I had all the Kellog’s Corn Flakes NASA patches, drank Tang and ate space bars. I must be a space geek cuz I am listening to the real time replay of the full Apollo 11 mission.
http://www.nasa.gov/externalflash/apollo11_radio/index.html
Everything is relative, at least it is now. Perhaps it’s a fragment of memory harkening back to a more innocent time but I trusted Walter Cronkite in a way I can’t even imagine trusting someone reading the teleprompter on a major corporate news program today. Does that say more about me than it does of the media culture? As I said, it’s relative.
Cronkite retired before I graduated from high school, he had been the voice of the news for as long as I can remember hearing it but he stopped at about the point I could begin making any real sense of any of it. It’s been said that journalism is the first draft of history, in my most formative years Walter Cronkite was the voice (and face) of journalism.
I’m a jaded cynic (but not hopelessly so) so the fact that no voice in the news arena commands my attention the way that Walter Cronkite did says less about the times we live in than it does about myself. But the fact that no voice in the news arena commands anyone’s attention in the way that Walter Cronkite’s did does.
We went from “the way it is” to “what’s the frequency Kennith” and turned sharply south from there.
Hi GlimDropper,
I actually felt bad for Dan last night. He was like a man without a country.
Strange night it was. Dan was on MSNBC. Larry King actually ended up being a guest on his own show, which was being guest-hosted by John King.
Brokaw — on CBS today — told a great story about having dinner with Walter after Tom had ascended from the Today show to the NBC anchor seat.

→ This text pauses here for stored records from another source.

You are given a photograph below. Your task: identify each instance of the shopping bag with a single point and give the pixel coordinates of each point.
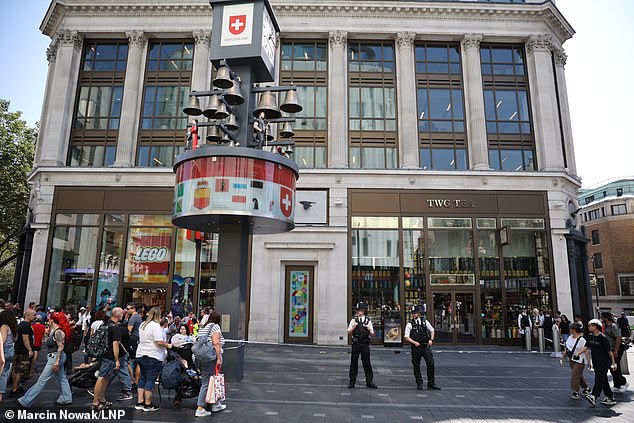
(219, 385)
(210, 398)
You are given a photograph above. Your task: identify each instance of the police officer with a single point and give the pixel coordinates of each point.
(361, 329)
(420, 333)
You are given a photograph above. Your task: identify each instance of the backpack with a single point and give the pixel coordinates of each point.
(203, 348)
(98, 343)
(171, 374)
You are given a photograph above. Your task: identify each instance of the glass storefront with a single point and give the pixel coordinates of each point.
(139, 258)
(470, 283)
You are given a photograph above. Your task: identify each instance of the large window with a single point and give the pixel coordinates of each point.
(441, 126)
(98, 106)
(372, 105)
(166, 92)
(506, 100)
(304, 64)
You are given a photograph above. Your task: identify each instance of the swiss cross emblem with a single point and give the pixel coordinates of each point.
(286, 201)
(237, 23)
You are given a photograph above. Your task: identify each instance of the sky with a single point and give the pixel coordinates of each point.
(598, 72)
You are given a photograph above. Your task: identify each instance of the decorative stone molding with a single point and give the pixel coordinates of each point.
(471, 41)
(136, 38)
(202, 37)
(69, 38)
(561, 57)
(539, 42)
(405, 39)
(337, 38)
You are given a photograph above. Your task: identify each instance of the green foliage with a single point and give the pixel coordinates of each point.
(17, 151)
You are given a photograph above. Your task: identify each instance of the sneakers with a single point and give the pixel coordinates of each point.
(202, 413)
(127, 395)
(217, 407)
(151, 407)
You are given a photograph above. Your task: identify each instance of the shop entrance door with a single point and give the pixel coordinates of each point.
(453, 317)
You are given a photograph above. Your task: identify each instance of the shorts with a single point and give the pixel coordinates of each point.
(22, 365)
(107, 368)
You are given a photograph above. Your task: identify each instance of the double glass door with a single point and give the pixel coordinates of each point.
(453, 317)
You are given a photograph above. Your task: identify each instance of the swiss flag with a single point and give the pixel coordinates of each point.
(237, 24)
(286, 201)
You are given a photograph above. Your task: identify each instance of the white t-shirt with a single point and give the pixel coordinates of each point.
(147, 335)
(570, 344)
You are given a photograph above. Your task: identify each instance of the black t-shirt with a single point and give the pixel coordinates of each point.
(114, 334)
(600, 348)
(24, 328)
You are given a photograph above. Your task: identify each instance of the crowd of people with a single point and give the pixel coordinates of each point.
(130, 345)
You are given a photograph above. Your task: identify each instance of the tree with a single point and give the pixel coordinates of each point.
(17, 151)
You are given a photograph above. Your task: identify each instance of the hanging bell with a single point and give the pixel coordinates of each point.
(291, 103)
(287, 130)
(233, 96)
(193, 108)
(212, 107)
(268, 106)
(223, 78)
(222, 112)
(214, 134)
(231, 123)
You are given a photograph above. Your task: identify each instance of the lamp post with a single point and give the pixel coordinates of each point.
(230, 184)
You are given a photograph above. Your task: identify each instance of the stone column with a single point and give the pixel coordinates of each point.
(406, 100)
(560, 74)
(63, 88)
(131, 102)
(474, 103)
(337, 99)
(544, 103)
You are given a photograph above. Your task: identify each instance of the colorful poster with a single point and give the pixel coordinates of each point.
(298, 310)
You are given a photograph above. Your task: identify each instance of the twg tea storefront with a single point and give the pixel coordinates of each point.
(109, 247)
(473, 259)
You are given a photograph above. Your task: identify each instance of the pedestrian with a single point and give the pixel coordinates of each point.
(212, 331)
(613, 333)
(361, 329)
(8, 331)
(525, 324)
(110, 362)
(38, 335)
(24, 352)
(578, 361)
(151, 354)
(624, 325)
(602, 360)
(60, 333)
(420, 334)
(564, 327)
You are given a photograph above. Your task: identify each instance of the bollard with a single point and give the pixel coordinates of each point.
(540, 339)
(556, 343)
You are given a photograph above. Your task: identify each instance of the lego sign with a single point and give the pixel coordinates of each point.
(237, 25)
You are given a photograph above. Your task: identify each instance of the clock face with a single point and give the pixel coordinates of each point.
(268, 38)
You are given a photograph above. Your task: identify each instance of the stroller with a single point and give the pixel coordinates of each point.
(85, 375)
(189, 386)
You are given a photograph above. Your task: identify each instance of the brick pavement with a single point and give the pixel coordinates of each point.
(309, 384)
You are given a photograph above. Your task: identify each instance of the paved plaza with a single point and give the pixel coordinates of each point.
(309, 384)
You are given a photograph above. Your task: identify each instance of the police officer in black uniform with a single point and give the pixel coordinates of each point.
(361, 329)
(420, 334)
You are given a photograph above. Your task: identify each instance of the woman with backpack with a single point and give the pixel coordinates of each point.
(211, 332)
(8, 329)
(60, 333)
(150, 354)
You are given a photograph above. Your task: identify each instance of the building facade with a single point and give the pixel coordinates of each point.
(607, 213)
(436, 155)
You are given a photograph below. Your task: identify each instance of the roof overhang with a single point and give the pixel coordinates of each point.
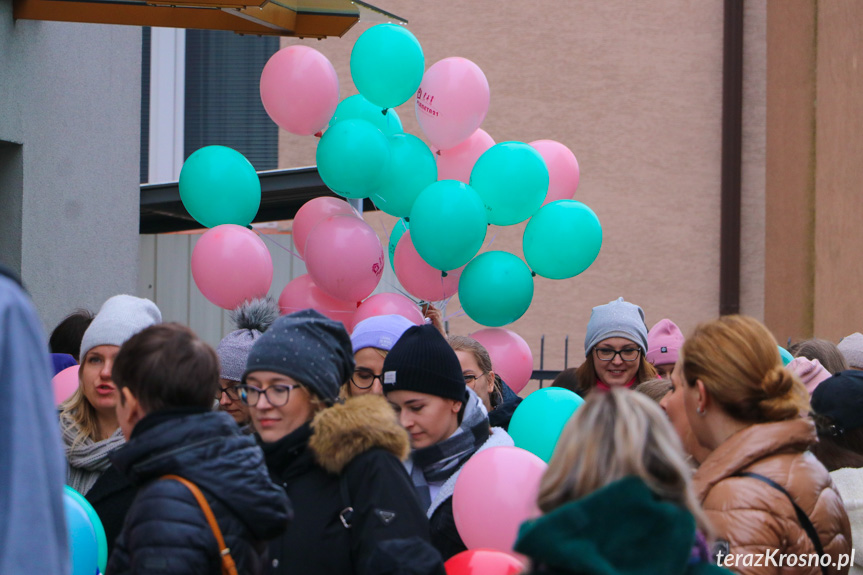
(300, 18)
(283, 192)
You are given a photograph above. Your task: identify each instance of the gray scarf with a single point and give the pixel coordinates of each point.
(87, 459)
(439, 461)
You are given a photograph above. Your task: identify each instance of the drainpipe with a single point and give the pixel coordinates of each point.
(732, 136)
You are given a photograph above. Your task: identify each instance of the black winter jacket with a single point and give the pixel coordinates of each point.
(165, 530)
(352, 459)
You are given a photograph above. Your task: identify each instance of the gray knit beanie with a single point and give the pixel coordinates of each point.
(617, 318)
(120, 317)
(852, 348)
(308, 347)
(252, 319)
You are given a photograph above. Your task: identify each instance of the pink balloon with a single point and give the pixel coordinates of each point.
(494, 494)
(231, 264)
(420, 279)
(302, 293)
(344, 257)
(511, 357)
(312, 213)
(451, 102)
(562, 167)
(387, 304)
(456, 163)
(300, 90)
(65, 383)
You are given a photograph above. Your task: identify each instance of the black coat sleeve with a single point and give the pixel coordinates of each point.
(165, 532)
(386, 505)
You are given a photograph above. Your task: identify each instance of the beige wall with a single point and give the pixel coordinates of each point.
(634, 89)
(815, 141)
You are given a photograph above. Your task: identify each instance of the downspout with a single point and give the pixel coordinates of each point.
(732, 137)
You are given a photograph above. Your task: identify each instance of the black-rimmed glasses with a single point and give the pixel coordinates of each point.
(230, 391)
(277, 395)
(607, 354)
(365, 378)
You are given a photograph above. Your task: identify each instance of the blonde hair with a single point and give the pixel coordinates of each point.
(81, 413)
(737, 360)
(614, 435)
(586, 373)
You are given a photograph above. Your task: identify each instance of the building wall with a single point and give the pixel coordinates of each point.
(70, 102)
(634, 89)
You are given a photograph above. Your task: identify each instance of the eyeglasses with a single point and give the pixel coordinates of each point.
(277, 395)
(469, 378)
(607, 354)
(230, 391)
(365, 378)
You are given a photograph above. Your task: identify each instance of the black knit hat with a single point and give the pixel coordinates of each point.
(422, 360)
(308, 347)
(841, 399)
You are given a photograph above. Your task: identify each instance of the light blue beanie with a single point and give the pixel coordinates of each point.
(617, 318)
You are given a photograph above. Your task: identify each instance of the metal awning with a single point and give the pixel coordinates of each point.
(300, 18)
(283, 192)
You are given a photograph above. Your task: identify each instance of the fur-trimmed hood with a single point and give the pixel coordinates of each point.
(344, 431)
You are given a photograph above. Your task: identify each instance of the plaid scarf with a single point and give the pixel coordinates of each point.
(438, 462)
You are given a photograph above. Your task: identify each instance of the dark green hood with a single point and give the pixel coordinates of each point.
(621, 529)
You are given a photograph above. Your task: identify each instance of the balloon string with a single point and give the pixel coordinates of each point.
(290, 251)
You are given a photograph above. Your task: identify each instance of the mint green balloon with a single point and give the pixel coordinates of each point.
(412, 169)
(539, 420)
(448, 224)
(495, 289)
(352, 158)
(387, 65)
(398, 231)
(562, 239)
(358, 108)
(512, 180)
(219, 186)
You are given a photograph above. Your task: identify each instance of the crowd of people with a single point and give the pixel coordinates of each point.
(298, 447)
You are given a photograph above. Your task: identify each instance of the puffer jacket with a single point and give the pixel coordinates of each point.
(754, 517)
(165, 530)
(349, 456)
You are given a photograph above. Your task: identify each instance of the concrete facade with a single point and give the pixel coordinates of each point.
(635, 91)
(70, 100)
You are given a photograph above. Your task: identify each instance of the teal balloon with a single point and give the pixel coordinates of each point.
(495, 289)
(83, 543)
(96, 522)
(562, 239)
(539, 420)
(398, 231)
(387, 65)
(219, 186)
(512, 180)
(412, 169)
(358, 108)
(352, 158)
(785, 355)
(448, 224)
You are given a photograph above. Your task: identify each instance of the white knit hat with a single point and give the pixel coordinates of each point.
(121, 317)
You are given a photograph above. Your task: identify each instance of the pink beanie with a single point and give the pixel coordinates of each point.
(810, 372)
(664, 341)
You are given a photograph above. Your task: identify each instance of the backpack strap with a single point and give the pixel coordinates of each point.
(804, 520)
(228, 565)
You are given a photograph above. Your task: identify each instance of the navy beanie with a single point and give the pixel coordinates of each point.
(308, 347)
(423, 361)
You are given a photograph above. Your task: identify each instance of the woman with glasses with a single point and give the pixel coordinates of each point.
(372, 339)
(614, 347)
(252, 319)
(499, 400)
(340, 465)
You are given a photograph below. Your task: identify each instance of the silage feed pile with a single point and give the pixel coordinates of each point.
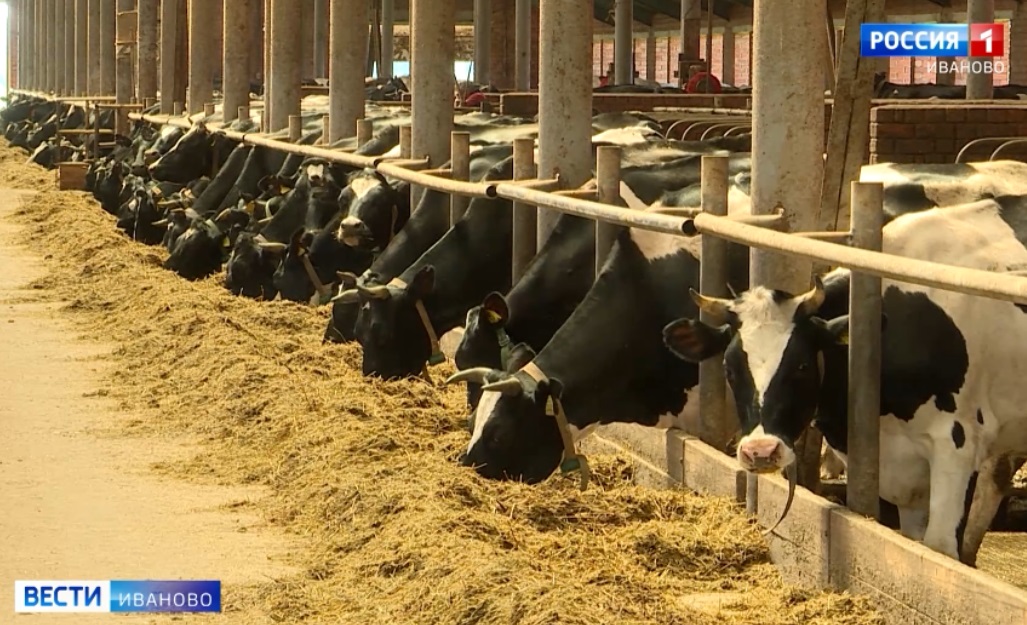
(365, 471)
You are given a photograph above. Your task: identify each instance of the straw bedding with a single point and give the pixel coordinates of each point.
(365, 471)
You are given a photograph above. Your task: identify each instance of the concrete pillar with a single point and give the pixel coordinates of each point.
(727, 54)
(432, 51)
(320, 38)
(348, 41)
(388, 49)
(93, 67)
(201, 53)
(483, 40)
(788, 128)
(980, 85)
(1018, 44)
(168, 52)
(306, 8)
(108, 24)
(623, 46)
(146, 52)
(286, 56)
(691, 28)
(81, 47)
(235, 85)
(522, 45)
(650, 55)
(123, 61)
(565, 96)
(66, 8)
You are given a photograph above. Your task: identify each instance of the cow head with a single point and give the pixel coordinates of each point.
(250, 271)
(389, 327)
(515, 435)
(772, 344)
(375, 211)
(484, 342)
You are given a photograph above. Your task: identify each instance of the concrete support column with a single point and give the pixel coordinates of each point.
(691, 29)
(727, 54)
(1018, 44)
(94, 74)
(306, 10)
(146, 52)
(168, 52)
(348, 42)
(66, 8)
(522, 44)
(565, 95)
(432, 51)
(286, 56)
(980, 85)
(483, 40)
(788, 128)
(123, 67)
(623, 46)
(81, 46)
(237, 42)
(201, 53)
(320, 38)
(108, 25)
(388, 39)
(650, 55)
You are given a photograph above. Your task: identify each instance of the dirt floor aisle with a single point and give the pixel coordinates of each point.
(76, 504)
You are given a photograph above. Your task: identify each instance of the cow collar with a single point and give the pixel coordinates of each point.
(572, 461)
(324, 291)
(436, 357)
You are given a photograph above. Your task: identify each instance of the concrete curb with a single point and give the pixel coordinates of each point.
(824, 545)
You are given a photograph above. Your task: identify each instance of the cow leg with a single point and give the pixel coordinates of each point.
(913, 522)
(951, 469)
(994, 478)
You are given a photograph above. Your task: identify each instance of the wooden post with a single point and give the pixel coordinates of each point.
(849, 132)
(865, 356)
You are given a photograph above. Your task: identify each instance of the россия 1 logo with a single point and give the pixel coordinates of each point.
(932, 40)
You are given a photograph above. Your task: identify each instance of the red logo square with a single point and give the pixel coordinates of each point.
(987, 40)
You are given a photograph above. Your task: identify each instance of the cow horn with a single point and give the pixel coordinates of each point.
(711, 306)
(473, 376)
(810, 302)
(375, 293)
(508, 386)
(347, 297)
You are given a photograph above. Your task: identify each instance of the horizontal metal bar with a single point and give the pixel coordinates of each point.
(595, 210)
(433, 182)
(949, 277)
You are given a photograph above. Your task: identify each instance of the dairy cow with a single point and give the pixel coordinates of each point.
(952, 393)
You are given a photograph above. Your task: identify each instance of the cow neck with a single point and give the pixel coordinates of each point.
(322, 290)
(436, 357)
(572, 461)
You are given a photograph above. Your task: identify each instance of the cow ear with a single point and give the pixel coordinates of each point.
(521, 354)
(495, 309)
(424, 282)
(834, 331)
(694, 341)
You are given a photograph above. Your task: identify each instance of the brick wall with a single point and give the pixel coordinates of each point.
(668, 46)
(936, 133)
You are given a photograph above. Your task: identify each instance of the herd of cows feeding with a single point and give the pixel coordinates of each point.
(620, 347)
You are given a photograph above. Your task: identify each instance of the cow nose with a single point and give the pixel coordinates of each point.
(761, 453)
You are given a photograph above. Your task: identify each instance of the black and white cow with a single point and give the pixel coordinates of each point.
(606, 363)
(952, 392)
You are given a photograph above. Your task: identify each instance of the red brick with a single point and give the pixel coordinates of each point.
(897, 130)
(955, 114)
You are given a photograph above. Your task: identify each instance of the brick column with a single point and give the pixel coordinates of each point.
(727, 75)
(1018, 44)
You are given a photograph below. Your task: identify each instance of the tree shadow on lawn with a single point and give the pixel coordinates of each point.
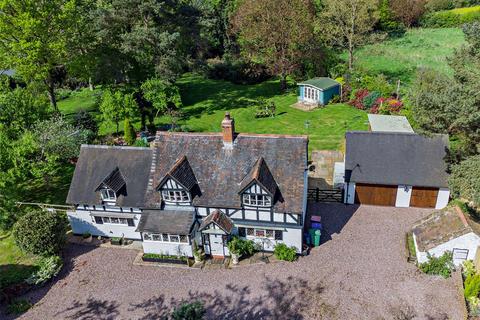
(334, 216)
(206, 96)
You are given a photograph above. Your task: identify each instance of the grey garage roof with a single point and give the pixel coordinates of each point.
(170, 221)
(387, 123)
(396, 159)
(97, 163)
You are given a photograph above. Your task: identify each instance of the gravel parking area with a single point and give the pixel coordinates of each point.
(359, 272)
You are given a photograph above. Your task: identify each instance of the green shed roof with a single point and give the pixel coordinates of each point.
(321, 83)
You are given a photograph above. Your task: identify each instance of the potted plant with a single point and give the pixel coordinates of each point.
(235, 248)
(87, 237)
(197, 253)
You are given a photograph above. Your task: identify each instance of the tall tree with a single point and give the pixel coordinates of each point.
(276, 33)
(452, 105)
(347, 24)
(33, 37)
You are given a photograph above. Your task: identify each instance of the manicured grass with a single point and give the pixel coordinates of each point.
(400, 58)
(82, 99)
(465, 10)
(15, 266)
(205, 102)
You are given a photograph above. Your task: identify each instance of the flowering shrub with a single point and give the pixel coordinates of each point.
(357, 101)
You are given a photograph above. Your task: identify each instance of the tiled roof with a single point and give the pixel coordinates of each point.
(95, 163)
(321, 83)
(440, 227)
(114, 181)
(168, 221)
(182, 173)
(395, 158)
(261, 174)
(220, 219)
(220, 171)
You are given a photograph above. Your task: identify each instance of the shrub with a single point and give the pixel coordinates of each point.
(472, 286)
(189, 311)
(18, 306)
(451, 18)
(468, 268)
(49, 267)
(464, 180)
(84, 120)
(236, 70)
(129, 133)
(357, 101)
(240, 246)
(442, 265)
(283, 252)
(41, 232)
(265, 109)
(370, 99)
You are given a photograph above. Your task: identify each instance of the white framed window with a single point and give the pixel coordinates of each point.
(264, 233)
(108, 195)
(175, 196)
(257, 200)
(113, 220)
(165, 237)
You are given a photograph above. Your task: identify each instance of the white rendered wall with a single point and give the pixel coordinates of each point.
(403, 197)
(350, 193)
(173, 249)
(442, 198)
(469, 241)
(82, 222)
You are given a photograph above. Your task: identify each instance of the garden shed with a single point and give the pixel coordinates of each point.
(446, 230)
(318, 90)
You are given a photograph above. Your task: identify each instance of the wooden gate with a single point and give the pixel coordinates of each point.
(325, 195)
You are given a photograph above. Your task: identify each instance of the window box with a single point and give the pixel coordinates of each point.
(160, 258)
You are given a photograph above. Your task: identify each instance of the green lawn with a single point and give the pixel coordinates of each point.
(79, 100)
(205, 102)
(15, 266)
(400, 58)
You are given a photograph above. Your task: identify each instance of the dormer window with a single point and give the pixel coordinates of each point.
(257, 200)
(258, 188)
(175, 196)
(108, 195)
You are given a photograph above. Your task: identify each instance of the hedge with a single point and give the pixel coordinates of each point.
(451, 18)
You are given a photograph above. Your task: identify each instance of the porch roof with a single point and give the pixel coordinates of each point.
(166, 221)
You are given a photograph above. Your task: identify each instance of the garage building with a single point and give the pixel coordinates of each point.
(396, 169)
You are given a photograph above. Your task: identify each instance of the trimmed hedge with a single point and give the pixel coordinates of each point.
(41, 232)
(451, 18)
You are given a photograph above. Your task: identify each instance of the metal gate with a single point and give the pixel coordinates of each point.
(325, 195)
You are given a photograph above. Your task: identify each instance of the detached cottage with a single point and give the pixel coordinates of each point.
(187, 187)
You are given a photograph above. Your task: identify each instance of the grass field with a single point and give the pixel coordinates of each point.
(465, 10)
(400, 58)
(205, 102)
(15, 266)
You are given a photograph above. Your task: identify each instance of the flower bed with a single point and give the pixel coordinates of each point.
(162, 258)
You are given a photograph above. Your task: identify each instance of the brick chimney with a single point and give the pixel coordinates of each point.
(228, 130)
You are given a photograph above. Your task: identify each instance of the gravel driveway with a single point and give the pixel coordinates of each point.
(359, 272)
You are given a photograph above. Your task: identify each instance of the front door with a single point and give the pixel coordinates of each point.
(216, 245)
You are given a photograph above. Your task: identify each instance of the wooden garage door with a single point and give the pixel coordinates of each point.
(424, 197)
(380, 195)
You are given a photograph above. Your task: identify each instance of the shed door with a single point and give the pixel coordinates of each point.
(380, 195)
(424, 197)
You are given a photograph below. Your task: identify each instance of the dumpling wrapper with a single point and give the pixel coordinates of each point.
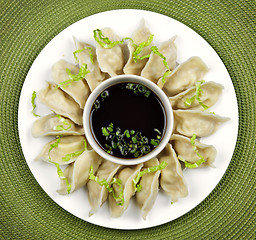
(46, 126)
(189, 122)
(126, 175)
(149, 182)
(155, 68)
(171, 179)
(140, 35)
(95, 76)
(78, 90)
(184, 150)
(61, 103)
(77, 173)
(111, 60)
(210, 94)
(184, 76)
(98, 194)
(67, 145)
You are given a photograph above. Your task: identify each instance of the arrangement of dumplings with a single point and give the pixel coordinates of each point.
(78, 161)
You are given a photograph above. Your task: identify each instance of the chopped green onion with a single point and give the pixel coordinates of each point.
(199, 91)
(33, 104)
(139, 48)
(74, 154)
(54, 145)
(197, 163)
(156, 51)
(81, 50)
(74, 78)
(159, 167)
(61, 127)
(103, 182)
(105, 42)
(59, 171)
(62, 177)
(129, 142)
(105, 132)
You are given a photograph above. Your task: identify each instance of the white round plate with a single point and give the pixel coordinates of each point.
(200, 181)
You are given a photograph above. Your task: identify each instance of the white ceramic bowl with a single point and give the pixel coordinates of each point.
(135, 79)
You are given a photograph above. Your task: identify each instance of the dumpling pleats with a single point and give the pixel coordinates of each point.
(58, 154)
(98, 194)
(142, 34)
(111, 60)
(95, 76)
(209, 95)
(189, 122)
(77, 173)
(55, 125)
(149, 182)
(78, 90)
(61, 103)
(172, 180)
(126, 175)
(184, 76)
(155, 68)
(185, 151)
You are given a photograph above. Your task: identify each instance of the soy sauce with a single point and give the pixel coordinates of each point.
(128, 106)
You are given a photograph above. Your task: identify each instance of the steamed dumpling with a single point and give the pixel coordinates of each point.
(184, 76)
(155, 69)
(210, 94)
(67, 145)
(77, 173)
(61, 103)
(126, 175)
(149, 182)
(78, 90)
(140, 35)
(111, 60)
(189, 122)
(185, 151)
(95, 76)
(172, 180)
(98, 194)
(49, 124)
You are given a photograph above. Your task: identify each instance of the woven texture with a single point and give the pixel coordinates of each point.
(26, 210)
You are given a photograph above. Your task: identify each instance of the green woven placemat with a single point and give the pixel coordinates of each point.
(26, 210)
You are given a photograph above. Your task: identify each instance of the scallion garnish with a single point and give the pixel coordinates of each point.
(199, 91)
(159, 167)
(139, 48)
(197, 163)
(61, 127)
(33, 104)
(74, 154)
(138, 89)
(59, 171)
(128, 143)
(103, 182)
(73, 77)
(105, 42)
(156, 51)
(81, 50)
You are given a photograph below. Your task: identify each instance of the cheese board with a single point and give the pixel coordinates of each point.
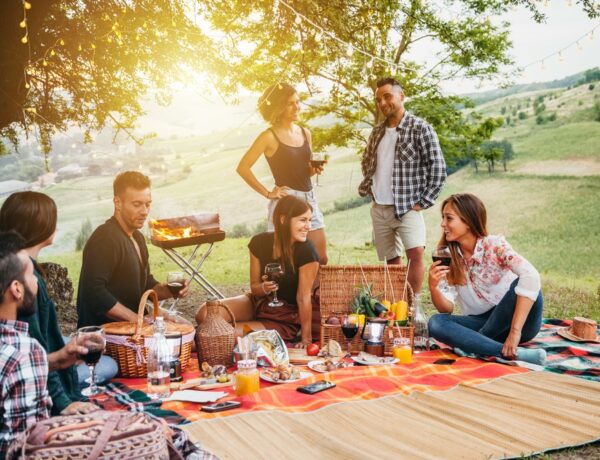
(200, 384)
(299, 356)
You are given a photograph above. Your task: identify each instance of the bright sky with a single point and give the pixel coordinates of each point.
(197, 111)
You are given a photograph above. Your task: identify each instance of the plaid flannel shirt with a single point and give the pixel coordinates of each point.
(24, 397)
(419, 170)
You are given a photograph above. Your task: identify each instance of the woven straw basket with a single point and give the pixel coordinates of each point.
(126, 342)
(338, 288)
(215, 337)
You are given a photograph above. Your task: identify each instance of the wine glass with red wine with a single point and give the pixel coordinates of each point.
(91, 337)
(274, 273)
(349, 329)
(175, 283)
(317, 160)
(445, 257)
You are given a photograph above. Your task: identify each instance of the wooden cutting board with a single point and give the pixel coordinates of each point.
(299, 356)
(196, 384)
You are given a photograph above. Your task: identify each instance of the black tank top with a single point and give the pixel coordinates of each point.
(290, 165)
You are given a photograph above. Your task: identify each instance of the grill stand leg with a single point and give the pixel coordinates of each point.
(194, 271)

Walter told Tom that Tom would put together what amounted to a perfect show and leave the studio feeling as though he’d changed the world — but the minute he started walking the streets of New York to reflect on his day, he’d come to the realization that millions of people there didn’t hear what he had said to change the world and wouldn’t have cared even had they heard. :-)
Patrick
Except for Rush Limbaugh over the past 21 years – where Rush does a 3-hour monologue each day, based upon the news of the day.
http://www.rushlimbaugh.com
You may also want to check out this real-time Apollo 11 replay website:
We Choose the Moon: Celebrating the 40th Anniversary of the Apollo … WeChooseTheMoon.org is an interactive experience recreating the historic Apollo 11 mission to the Moon in real time. Once where only three men made the trip …
http://www.WeChooseTheMoon.org
Tony,
Thanks for including those links and for the glimpse into U.K. culture. We get some U.K. television over here now, and if a person is willing to pay more, he or she can get more. That’s a relatively new development. There was no U.K. television here for a long time. Basically our only exposure to the BBC, for example, was from encyclopedias, history books and wire stories that quoted the BBC.
Other than through books, my exposure to British culture came largely though the Beatles in the 1960s and later through some programming on public television (PBS) here. That started to change in the 1980s. We started to get plenty of news about Margaret Thatcher and, later, more news about British/European politics in general.
Prime Minister’s Questions is a fixture here now on cable.
Regards,
Patrick
Ask a journalism student today why they chose journalism as a profession, and they say either: “To make a difference,” or “To change the world.”
Guess they forgot a journalist job is to report the news, and the school’s job it to teach them how to do it.